Craig Salstein as the Accordion Player was, if anything, operatic in his very funny and marvelously danced pursuit of the schoolgirl, portrayed as a naughty innocent by Maria Riccetto. How are we going to get by a whole year without Maria Riccetto while she's starring in Julio Bocca's company in Uruguay? How is ABT going put on Balanchine's Symphony in C next year without Maria who has some of the fastest, cleanest legs and feet in the company but never looks hurried? Oh heck, maybe she'll fly back as a guest artist.
Misty Copeland as the Milkmaid and Jared Matthews as the Tractor Driver charmingly and fully held the stage during their turns. Alexandre Hammoudi and Joseph Phillips led the Highlanders and Fieldworkers in fabulous folk-inspired corps dances.
But it was the close knit principal cast that most spectacularly pulled off the pranks, jokes, and "drama" and delivered it all with superlative dancing. Hallberg as the Sylph ballet dancer was at his most hilarious when playing off Victor Barbee's Old Dacha Dweller and Martine van Hamel's Dacha Dweller.

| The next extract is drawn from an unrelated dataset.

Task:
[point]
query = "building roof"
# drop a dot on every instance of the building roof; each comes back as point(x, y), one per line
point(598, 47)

Her slap of Hallberg's face with her Kitri fan was awfully funny. Gillian Murphy's Ballerina and Paloma Herrera's Zina characters were portrayed warmly and danced eloquently. Marcelo Gomes as Zina's husband, who has a wandering eye and finds some playtime with the Ballerina, was masterfully danced and acted. Duplicity, Gomes style, is always a wrong that feels so good to watch and then forgive.
This cast repeats on Friday night, and there are plenty of tickets available. The only other hometown cast is today's matinee which should be another great performance. See this ballet today or Friday. It's cute, funny, harmless, without violence or drugs, and has very little crime. In fact, it would be a crime to miss it. The orchestra actually sounded pretty good last night, especially the cellist who delivered a gorgeous solo.
The Pump Bump Award is bestowed upon Marcelo Gomes, who is carrying an awfully heavy workload again this season, but we're loving our comrade for it.